In D92236#2509136 <https://reviews.llvm.org/D92236#2509136>, @avieira wrote:

> So here is an updated version for an optimized memcpy routine for AArch64. This one basically uses the same as the default memcpy, but picks a different block size and alignment for copies > 128.

👍

> I also disable tail merging as I found it was leading to worse code. This new memcpy seems to show improvements accross the board for both sweep and distribution benchmarks.

Interesting! I never played with it but it might be interesting for all implementations as well. Thx for the feedback, really appreciate it.

> I am continuing to investigate a better organization of the copies smaller than 128bytes, as I had before, using the new benchmarks. Using the same code I had before I am seeing an improvement in Uniform1024 (new uniform distribution I added for sizes 0-1024), I also see an improvement in Memcpy Distributions A, M, Q and U, but a regression in B, L, S and W. For distribution D the optimized version beats the older version but shows a regression compared to the version in this patch.

Yeah the letters distributions are likely to swing since they refer to individual applications that prefer certain sizes. I would like to have an even bigger bucket (1K to 4K?) but then some processors may run out of `L1` and hitting `L2` will bias the benchmark...
Which processors did you benchmark it on? How likely it is to be representative of all aarch64 cpus? Can you leave this information in the implementation file for the record?

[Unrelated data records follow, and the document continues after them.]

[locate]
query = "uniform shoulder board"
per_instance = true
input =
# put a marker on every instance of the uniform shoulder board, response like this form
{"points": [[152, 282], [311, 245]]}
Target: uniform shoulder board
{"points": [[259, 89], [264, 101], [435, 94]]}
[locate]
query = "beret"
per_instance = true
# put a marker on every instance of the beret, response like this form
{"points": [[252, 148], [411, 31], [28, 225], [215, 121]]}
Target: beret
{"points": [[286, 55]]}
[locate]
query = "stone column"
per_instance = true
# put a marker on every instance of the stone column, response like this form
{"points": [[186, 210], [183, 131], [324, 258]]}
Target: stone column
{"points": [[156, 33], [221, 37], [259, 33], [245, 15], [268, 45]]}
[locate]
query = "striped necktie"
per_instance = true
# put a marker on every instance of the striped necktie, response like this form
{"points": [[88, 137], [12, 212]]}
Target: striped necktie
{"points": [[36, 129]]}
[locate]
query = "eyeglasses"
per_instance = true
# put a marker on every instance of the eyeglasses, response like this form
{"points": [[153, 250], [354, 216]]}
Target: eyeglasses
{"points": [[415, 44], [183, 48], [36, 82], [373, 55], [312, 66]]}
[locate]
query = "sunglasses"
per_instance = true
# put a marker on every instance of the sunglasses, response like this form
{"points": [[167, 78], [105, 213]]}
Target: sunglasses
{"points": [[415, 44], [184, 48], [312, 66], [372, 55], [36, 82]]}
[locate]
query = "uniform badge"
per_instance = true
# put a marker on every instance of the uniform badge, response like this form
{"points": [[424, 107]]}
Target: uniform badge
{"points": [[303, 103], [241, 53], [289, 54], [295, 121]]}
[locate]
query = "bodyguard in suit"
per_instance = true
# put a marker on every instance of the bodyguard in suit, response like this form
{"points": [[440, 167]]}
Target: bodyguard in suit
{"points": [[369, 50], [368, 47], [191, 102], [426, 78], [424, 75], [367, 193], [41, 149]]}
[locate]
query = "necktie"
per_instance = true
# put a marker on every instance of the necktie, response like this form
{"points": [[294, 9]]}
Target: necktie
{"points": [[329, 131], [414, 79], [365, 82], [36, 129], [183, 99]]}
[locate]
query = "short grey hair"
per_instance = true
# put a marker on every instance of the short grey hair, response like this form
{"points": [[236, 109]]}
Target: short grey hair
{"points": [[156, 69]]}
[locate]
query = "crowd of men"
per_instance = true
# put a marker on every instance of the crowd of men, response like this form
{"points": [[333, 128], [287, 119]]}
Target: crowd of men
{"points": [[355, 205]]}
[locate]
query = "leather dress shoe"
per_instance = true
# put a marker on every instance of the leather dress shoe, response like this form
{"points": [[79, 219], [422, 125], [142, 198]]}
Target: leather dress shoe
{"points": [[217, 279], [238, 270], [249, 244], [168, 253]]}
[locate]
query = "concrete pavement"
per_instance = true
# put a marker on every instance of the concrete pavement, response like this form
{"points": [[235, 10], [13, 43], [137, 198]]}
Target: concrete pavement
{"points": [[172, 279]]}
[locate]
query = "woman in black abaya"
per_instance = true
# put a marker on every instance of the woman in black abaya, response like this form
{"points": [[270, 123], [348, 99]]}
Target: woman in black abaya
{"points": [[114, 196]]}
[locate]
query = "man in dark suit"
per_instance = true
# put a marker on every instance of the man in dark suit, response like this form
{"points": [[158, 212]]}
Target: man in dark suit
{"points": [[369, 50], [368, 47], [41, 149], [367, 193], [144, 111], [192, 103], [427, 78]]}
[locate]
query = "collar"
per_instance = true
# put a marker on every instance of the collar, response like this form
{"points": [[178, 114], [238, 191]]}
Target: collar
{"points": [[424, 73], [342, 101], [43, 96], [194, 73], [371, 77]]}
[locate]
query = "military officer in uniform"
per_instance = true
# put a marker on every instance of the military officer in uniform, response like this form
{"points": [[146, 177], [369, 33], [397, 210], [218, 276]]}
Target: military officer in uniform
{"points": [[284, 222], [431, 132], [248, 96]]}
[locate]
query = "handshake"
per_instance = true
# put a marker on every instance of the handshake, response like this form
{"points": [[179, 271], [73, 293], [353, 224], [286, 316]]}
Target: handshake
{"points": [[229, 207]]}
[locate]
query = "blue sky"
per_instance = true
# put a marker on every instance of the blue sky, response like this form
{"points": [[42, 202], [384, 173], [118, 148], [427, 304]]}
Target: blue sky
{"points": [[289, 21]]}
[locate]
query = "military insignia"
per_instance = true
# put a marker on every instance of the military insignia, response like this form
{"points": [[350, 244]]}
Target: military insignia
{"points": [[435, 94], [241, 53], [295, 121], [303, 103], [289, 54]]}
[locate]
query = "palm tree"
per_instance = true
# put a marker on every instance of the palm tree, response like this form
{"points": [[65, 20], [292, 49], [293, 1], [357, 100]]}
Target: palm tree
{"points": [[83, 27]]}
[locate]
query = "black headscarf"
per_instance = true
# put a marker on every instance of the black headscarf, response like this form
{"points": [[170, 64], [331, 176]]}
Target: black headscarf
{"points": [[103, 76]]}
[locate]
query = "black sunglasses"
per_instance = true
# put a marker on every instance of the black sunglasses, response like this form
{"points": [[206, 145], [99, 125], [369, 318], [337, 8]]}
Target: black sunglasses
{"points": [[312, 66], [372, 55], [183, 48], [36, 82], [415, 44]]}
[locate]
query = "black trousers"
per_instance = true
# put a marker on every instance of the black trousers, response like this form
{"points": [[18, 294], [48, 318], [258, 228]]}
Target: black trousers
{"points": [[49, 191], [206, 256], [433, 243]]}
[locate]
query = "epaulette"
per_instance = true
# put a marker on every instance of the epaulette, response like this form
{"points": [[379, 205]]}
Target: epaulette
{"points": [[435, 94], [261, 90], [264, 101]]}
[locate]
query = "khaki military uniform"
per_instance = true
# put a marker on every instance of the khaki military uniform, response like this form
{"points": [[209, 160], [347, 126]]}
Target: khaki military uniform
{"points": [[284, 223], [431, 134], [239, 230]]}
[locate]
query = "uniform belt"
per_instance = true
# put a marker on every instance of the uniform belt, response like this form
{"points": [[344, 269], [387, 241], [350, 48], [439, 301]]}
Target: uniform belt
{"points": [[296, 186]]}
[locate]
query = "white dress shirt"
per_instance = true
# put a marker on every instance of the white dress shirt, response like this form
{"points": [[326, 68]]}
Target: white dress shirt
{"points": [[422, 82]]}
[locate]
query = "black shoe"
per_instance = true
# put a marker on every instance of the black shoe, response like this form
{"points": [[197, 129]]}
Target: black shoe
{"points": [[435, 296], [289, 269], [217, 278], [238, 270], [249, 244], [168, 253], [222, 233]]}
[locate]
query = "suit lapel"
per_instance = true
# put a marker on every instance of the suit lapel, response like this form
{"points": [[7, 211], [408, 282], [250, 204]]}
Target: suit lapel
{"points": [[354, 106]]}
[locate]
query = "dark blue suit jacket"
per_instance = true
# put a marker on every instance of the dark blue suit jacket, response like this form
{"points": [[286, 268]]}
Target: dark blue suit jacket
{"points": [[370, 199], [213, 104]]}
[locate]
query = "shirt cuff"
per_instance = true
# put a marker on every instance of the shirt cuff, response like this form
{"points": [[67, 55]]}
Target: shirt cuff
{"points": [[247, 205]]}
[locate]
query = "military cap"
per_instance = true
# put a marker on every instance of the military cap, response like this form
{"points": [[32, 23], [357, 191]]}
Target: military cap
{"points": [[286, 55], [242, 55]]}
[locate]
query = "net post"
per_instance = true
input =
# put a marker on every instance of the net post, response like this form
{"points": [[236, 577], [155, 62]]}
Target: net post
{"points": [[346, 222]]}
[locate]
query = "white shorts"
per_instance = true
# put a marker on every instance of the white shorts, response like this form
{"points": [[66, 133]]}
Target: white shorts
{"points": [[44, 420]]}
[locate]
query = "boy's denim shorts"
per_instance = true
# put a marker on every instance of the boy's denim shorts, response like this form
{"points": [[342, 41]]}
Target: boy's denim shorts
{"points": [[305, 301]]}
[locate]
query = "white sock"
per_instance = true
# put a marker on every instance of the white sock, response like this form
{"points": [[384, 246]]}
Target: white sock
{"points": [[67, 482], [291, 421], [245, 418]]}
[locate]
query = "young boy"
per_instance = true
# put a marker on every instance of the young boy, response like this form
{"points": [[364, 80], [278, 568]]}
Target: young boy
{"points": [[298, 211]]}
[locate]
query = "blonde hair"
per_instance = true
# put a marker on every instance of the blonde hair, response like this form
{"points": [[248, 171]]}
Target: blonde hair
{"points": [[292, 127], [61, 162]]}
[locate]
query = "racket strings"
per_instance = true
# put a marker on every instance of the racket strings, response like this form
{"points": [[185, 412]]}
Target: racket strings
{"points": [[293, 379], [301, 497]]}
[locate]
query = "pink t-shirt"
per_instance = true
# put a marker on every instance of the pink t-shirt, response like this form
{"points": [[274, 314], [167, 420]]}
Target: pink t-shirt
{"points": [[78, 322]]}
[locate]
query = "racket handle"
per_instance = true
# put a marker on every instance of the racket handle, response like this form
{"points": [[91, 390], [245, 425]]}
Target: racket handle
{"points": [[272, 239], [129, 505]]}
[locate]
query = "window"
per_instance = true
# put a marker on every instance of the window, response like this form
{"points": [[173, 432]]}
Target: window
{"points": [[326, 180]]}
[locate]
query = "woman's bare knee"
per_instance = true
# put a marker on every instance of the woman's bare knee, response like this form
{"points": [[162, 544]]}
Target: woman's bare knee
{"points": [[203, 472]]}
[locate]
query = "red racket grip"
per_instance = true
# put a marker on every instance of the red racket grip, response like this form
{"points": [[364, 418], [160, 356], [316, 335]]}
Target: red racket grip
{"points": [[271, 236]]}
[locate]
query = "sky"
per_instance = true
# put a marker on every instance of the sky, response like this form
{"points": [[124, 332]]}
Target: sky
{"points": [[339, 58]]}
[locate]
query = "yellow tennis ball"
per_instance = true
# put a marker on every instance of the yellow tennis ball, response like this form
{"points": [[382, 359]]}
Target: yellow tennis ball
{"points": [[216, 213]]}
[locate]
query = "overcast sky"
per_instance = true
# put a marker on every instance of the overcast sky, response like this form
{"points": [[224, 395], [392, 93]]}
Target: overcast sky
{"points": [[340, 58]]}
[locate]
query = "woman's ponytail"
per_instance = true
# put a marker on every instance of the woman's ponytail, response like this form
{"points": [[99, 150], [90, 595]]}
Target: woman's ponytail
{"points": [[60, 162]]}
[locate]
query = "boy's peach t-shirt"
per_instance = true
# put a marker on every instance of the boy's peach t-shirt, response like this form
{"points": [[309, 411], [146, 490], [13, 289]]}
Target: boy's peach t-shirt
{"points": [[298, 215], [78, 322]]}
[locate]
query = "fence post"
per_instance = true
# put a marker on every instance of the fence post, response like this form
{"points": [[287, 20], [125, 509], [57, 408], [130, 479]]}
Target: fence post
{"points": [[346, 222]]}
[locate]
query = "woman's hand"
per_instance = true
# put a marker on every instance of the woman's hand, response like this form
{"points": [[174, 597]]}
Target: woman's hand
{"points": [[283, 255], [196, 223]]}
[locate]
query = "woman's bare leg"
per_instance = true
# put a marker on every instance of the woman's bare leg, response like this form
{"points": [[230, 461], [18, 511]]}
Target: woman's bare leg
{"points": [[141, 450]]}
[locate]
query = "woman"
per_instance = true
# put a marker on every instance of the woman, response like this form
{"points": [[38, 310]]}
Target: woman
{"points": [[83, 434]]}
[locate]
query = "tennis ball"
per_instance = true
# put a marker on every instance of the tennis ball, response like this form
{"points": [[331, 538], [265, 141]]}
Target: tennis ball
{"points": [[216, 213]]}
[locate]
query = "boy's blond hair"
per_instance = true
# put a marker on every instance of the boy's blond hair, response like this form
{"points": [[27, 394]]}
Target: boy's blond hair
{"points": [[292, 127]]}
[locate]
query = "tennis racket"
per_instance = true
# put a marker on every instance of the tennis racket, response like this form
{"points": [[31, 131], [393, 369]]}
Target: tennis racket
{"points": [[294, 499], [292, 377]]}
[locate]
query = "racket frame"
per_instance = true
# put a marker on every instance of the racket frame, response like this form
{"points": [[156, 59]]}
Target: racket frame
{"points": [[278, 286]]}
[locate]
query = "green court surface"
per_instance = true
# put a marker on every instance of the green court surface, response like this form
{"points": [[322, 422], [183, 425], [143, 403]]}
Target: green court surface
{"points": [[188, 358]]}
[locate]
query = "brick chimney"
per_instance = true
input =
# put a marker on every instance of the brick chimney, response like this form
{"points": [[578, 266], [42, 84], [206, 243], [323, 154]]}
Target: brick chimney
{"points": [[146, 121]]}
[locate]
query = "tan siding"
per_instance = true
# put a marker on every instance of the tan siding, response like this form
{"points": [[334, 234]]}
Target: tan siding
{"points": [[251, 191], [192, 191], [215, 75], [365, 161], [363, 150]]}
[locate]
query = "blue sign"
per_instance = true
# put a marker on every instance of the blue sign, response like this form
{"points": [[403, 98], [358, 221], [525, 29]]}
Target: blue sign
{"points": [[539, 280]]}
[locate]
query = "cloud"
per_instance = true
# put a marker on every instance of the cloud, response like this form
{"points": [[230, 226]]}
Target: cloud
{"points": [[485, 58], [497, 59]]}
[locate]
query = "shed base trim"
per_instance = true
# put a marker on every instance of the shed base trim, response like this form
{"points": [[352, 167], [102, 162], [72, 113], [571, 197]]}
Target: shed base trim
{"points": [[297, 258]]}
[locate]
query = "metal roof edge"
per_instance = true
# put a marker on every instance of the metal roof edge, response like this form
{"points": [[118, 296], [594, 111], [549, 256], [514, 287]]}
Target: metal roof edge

> I'll spend a few extra cycles trying to see if I can find a sweet spot, but I might leave it like this.

Fine by me.

> Is this OK for main?

Definitely looks good to me!

> Also I have two patches downstream for:
>
> 1. Uniform1024 distribution, an uniform distribution for sizes 0-1024
> 2. Options to define a Sweep 'min size' and 'step'.
>
> Let me know if you are interested in either of these.

Yes why not.
For 2) I believe you had to store more information in the json file and adapt the python script as well right?

================
Comment at: libc/src/string/aarch64/memcpy.cpp:34
+//   with little change on the code side.
+static void memcpy_aarch64(char *__restrict dst, const char *__restrict src,
+                           size_t count) {
----------------
Can you add a quick note on which processor(s) the implementation has been tuned and how it is representative of other aarch64 cpus? (If you happen to know)

================
Comment at: libc/src/string/aarch64/memcpy.cpp:56
+    return CopyBlockOverlap<64>(dst, src, count);
+  return CopyAlignedBlocks<64,16>(dst, src, count);
+}
----------------
Can you format the file? There's a space missing right after the coma in the template instantiation.

CHANGES SINCE LAST ACTION
  https://reviews.llvm.org/D92236/new/

https://reviews.llvm.org/D92236